INSTEAD of celebrating Year 12 Leavers with her friends, Maya Hayden-Evans ended up in a hospital room.
“Finishing school is meant to be the start of your life,” her older sister Georgia Evans said.
“Instead, my sister was told she had an incurable condition that would affect everything she did in life from now on.”
It was December 2012 and Maya – now 22 – had been diagnosed with type 1 diabetes.
“No one in our family has diabetes and we were all ignorant to how much the condition would affect not just my sister but our entire family,” the Mullaloo resident said.
“We were so very grateful for the support from organisations such as Diabetes WA.
“It not only helped my sister cope with integrating diabetes into her life but also how we could cope as a family and support my sister the best we could.”
It may have been a life-changing diagnosis but Georgia said they always tried to see the light side of diabetes.
“We do have a laugh when the waiter always seems to come over to the table the minute she starts injecting herself at the table when we go out,” she said.
“There’s also the weird looks she gets when people see an ice pack and an insulin pen peeking out of her bag … and a never ending supply of jelly beans.

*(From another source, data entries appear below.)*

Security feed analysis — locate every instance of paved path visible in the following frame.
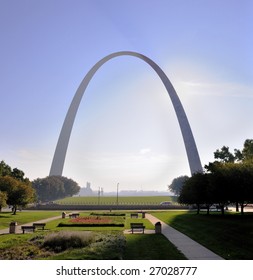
[146,214,223,260]
[0,214,223,260]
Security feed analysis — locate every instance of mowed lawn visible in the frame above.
[0,211,185,260]
[54,196,176,205]
[0,211,61,229]
[152,211,253,260]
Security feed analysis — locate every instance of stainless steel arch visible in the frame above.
[49,51,202,176]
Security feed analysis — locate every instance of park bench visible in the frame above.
[130,213,138,218]
[69,213,79,219]
[130,223,145,233]
[33,223,46,230]
[21,226,35,234]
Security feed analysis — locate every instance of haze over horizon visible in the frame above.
[0,0,253,192]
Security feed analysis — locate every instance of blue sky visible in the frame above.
[0,0,253,191]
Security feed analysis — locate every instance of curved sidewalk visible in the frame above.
[146,214,224,260]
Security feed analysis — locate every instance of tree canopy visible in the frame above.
[0,175,35,214]
[0,161,35,214]
[179,139,253,214]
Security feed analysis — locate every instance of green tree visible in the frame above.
[242,139,253,162]
[0,191,7,212]
[0,176,35,214]
[214,146,236,162]
[168,175,189,195]
[0,160,12,177]
[178,173,212,214]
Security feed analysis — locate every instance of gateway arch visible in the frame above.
[49,51,202,176]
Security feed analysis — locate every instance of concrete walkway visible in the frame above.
[0,214,223,260]
[146,214,223,260]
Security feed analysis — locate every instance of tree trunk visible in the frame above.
[241,203,244,215]
[197,204,200,214]
[235,202,239,212]
[12,205,17,215]
[206,205,210,215]
[220,204,225,216]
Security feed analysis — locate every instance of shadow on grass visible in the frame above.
[153,211,253,260]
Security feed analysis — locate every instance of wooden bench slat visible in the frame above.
[130,223,145,233]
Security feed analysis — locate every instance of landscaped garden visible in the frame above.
[0,211,253,260]
[0,212,185,260]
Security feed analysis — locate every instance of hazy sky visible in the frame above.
[0,0,253,191]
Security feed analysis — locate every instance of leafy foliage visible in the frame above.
[179,139,253,214]
[0,176,35,214]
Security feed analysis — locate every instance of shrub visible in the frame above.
[43,231,94,252]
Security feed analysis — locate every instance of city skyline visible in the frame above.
[0,0,253,192]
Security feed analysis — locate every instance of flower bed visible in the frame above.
[58,216,124,227]
[70,216,112,224]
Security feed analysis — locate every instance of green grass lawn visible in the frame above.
[0,211,184,260]
[0,211,61,229]
[152,211,253,260]
[55,196,176,205]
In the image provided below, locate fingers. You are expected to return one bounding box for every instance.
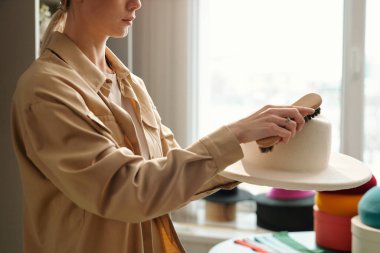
[263,106,314,131]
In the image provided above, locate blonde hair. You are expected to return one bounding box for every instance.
[40,0,71,54]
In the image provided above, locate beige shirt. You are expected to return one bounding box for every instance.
[106,73,149,159]
[12,32,243,253]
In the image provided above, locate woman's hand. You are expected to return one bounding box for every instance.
[228,105,314,143]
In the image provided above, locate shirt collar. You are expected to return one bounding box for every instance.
[47,32,130,92]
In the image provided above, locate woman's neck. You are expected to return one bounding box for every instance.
[63,16,112,73]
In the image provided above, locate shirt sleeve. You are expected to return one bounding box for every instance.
[161,118,240,200]
[20,88,243,222]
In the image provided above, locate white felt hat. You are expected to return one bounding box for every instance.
[221,116,372,191]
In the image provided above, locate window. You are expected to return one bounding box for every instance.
[198,0,343,150]
[197,0,380,180]
[364,0,380,176]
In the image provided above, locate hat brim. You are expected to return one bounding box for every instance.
[220,153,372,191]
[204,189,253,204]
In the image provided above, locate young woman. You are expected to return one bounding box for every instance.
[12,0,313,253]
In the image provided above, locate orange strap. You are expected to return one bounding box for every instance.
[315,192,363,216]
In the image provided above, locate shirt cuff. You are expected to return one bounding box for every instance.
[200,126,244,172]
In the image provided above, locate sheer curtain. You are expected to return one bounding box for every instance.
[133,0,197,146]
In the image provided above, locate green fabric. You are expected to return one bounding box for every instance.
[273,232,324,253]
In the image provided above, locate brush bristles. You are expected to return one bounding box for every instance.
[259,107,321,153]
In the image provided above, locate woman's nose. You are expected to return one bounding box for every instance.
[128,0,141,11]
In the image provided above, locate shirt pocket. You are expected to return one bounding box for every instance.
[87,112,125,147]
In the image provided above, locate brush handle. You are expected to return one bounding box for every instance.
[256,93,322,148]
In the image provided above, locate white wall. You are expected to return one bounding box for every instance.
[0,0,35,253]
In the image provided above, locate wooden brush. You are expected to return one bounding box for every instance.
[256,93,322,153]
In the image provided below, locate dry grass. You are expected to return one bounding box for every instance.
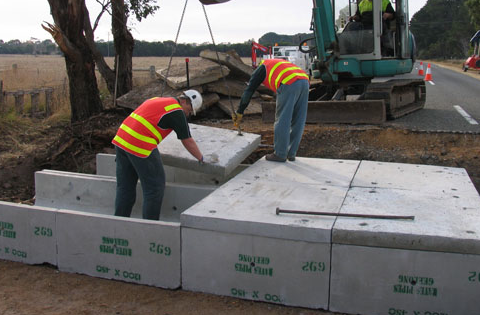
[0,55,210,119]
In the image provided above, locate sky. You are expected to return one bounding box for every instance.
[0,0,427,44]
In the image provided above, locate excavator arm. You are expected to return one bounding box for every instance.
[199,0,230,4]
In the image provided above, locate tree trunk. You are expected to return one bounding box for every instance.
[44,0,103,122]
[112,0,135,97]
[83,6,118,95]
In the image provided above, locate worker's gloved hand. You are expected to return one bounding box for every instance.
[232,113,243,127]
[203,153,218,164]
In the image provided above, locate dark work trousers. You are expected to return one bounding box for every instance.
[115,147,165,220]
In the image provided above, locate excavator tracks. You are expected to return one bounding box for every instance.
[262,79,426,125]
[363,79,426,119]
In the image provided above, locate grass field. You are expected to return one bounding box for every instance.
[0,55,205,116]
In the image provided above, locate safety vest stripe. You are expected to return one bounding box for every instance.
[268,61,288,86]
[120,124,158,145]
[275,67,306,89]
[282,73,308,84]
[165,104,182,112]
[130,112,163,143]
[113,135,152,156]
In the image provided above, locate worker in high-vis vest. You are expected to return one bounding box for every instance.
[112,90,209,220]
[350,0,395,29]
[232,59,310,162]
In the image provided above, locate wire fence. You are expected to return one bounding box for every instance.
[0,64,156,117]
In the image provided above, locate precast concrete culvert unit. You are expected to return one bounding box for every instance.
[0,125,480,315]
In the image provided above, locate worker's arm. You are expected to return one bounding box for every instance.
[158,110,203,162]
[382,3,395,20]
[237,65,267,115]
[180,138,203,162]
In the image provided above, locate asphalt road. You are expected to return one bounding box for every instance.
[387,62,480,133]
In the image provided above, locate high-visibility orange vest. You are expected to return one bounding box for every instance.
[260,59,308,92]
[112,97,182,158]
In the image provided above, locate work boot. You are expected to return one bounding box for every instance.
[265,153,287,162]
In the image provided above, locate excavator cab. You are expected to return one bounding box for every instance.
[300,0,426,119]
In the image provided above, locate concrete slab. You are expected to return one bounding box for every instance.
[182,228,330,309]
[96,153,248,186]
[332,188,480,255]
[330,244,480,315]
[352,161,478,195]
[0,201,57,265]
[236,157,360,187]
[35,170,215,222]
[57,210,181,289]
[180,158,358,308]
[158,124,261,177]
[181,158,356,243]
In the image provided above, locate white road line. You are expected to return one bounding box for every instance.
[453,105,478,125]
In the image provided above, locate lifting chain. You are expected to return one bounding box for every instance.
[160,0,242,136]
[202,4,242,136]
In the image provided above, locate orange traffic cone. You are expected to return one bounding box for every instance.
[418,61,424,76]
[425,64,432,81]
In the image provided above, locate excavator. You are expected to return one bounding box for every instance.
[200,0,426,124]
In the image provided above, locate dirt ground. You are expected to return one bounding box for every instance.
[0,105,480,315]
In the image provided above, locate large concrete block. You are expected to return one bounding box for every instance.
[182,228,330,309]
[0,201,57,265]
[330,161,480,315]
[181,159,358,308]
[332,188,480,255]
[35,170,215,222]
[330,244,480,315]
[57,210,181,289]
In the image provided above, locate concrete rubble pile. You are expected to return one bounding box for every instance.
[117,50,274,115]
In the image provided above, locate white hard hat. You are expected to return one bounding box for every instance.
[183,90,203,115]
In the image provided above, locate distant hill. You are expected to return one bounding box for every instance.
[410,0,476,59]
[258,32,313,46]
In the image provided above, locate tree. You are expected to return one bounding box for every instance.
[42,0,103,122]
[84,0,159,97]
[43,0,158,121]
[465,0,480,30]
[410,0,474,58]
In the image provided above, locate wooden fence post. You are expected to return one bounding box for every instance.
[0,80,4,113]
[45,88,53,117]
[150,66,157,79]
[14,91,25,114]
[30,90,40,116]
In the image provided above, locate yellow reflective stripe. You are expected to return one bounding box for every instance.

“We have always managed to see the funny side of it though and I’m always there to hand over the juice box when we’ve had a few wines and the midnight hypos hit.”
This has inspired Georgia (24) to run the half-marathon at this Sunday’s Run for a Reason to fundraise for Diabetes WA.
“My sister inspires me because she doesn’t play the victim card,” she said.
“Her attitude has always been ‘well, if everyone else can do that, so can I’.
“She inspires my running because I am grateful for the way my body functions as it should.
“I am lucky I can wake up at 6am and spontaneously go for a run if I want to.
“I can pick up my car keys and my phone instead of having to cart a million things like insulin, strips, needles, snacks, blood sugar reader etcetera with me.
“I am thankful that I don’t have to think of these things and can do things spontaneously.
“My sister does not have that luxury and as diabetes runs in families, I may not always have that luxury either so I appreciate it while I can.”
Georgia said she was “the most unfit person you could meet” just two years ago.
“I was the kid that got picked last for school sports and got told to put those long legs of mine to good use,” she said.
“I love running and the feeling it gives me more than I can put into words.
“I love the challenge it gives me, plus there are all the other benefits like helping me deal with my anxiety and helping me meet and connect with new people.”
Aside from hoping to achieve a personal best time, Georgia said she hoped to raise as much money and awareness for Diabetes WA as possible.
“People love to ask me about why I’m doing the run and I like to use it as an opportunity to talk to people about the condition,” she said.
“I am always amazed about how little people know about type 1 diabetes.”